Single by The All-American Rejects

from the album The All-American Rejects
- Released: July 14, 2003
- Recorded: 2001
- Genre: Pop rock
- Length: 3:30
- Label: DreamWorks; Doghouse;
- Songwriters: Nick Wheeler; Tyson Ritter;
- Producer: Tim O'Heir

The All-American Rejects singles chronology
| "The Last Song" (2003) | "Time Stands Still" (2003) | "Dirty Little Secret" (2005) |

Music video
- "Time Stands Still" on YouTube

= Time Stands Still (The All-American Rejects song) =

"Time Stands Still" is a song by American rock band The All-American Rejects, released as the third and final single from their self-titled debut studio album on July 14, 2003.

==Background and composition==
“Time Stands Still” was written by Nick Wheeler and Tyson Ritter. "It's about a chick, pretty much," Ritter explained, "It's pretty much about my ex-girlfriend and the ins and outs of the relationship. It's about me wishing that nothing would change from that honeymoon period, the first six or seven months," he said before adding, "For me, it's like three!”

"It's that time when nothing matters with your lady because it's all good," Ritter continued. "And nothing gets you down, nothing at all." Wheeler later said the composition of the song is "About 96-beats-per-minute and it's in the key of C major."

==Reception==
===Critical reception===
The song received mixed reviews from music critics. MTV compared the track to the band's previous singles "Swing, Swing" and "The Last Song", saying it "focused more on the good times, before the bad ones arose". Sputnikmusic commented saying "[The acoustic guitar] disrupts the mood of the chorus and ultimately, the entire song. The bridge is a bit of a minor key and is pretty catchy which saves some of the song. The piano outro is decent, but it doesn't fit with the rest of the song and therefore sounds bad."

===Chart performance===
Despite promotion, the song failed to chart in any territory.

==Music video==
The music video for "Time Stands Still" was directed by Meiert Avis and shot in early August 2003 in Los Angeles and was released later that month. It revolves around lead vocalist and bassist of the band Tyson Ritter arriving for band rehearsals via Jeep at a warehouse where the other members are already practicing and performing the song.

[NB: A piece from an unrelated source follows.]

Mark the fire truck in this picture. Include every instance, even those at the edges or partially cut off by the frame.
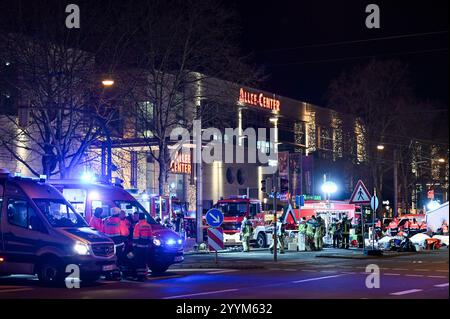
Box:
[214,196,361,248]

The video also sees Ritter arrive at the warehouse at different points in time several times where his surroundings reverse back in time while he goes forward and seeing another version of himself rehearsing before merging into [that] version of him. Towards the end of the video, Ritter unmerges from himself as times goes backwards for him and his surroundings proceed forward, before ending back at the start of the video.

==Track listing==

CD promo
| No. | Title | Length |
|---|---|---|
| 1. | "Time Stands Still" | 3:30 |
| 2. | "Time Stands Still" (callout hook) | 0:10 |

==Release history==

| Country | Date | Format | Label |
|---|---|---|---|
| United States | July 14, 2003 | CD promo | Universal Music Group |

==See also==
- "Way Away", a 2003 song by another pop-punk band Yellowcard with the music video has similar premise.
- "Just Like You", a 2003 song by Canadian rock band Three Days Grace with the music video has similar premise.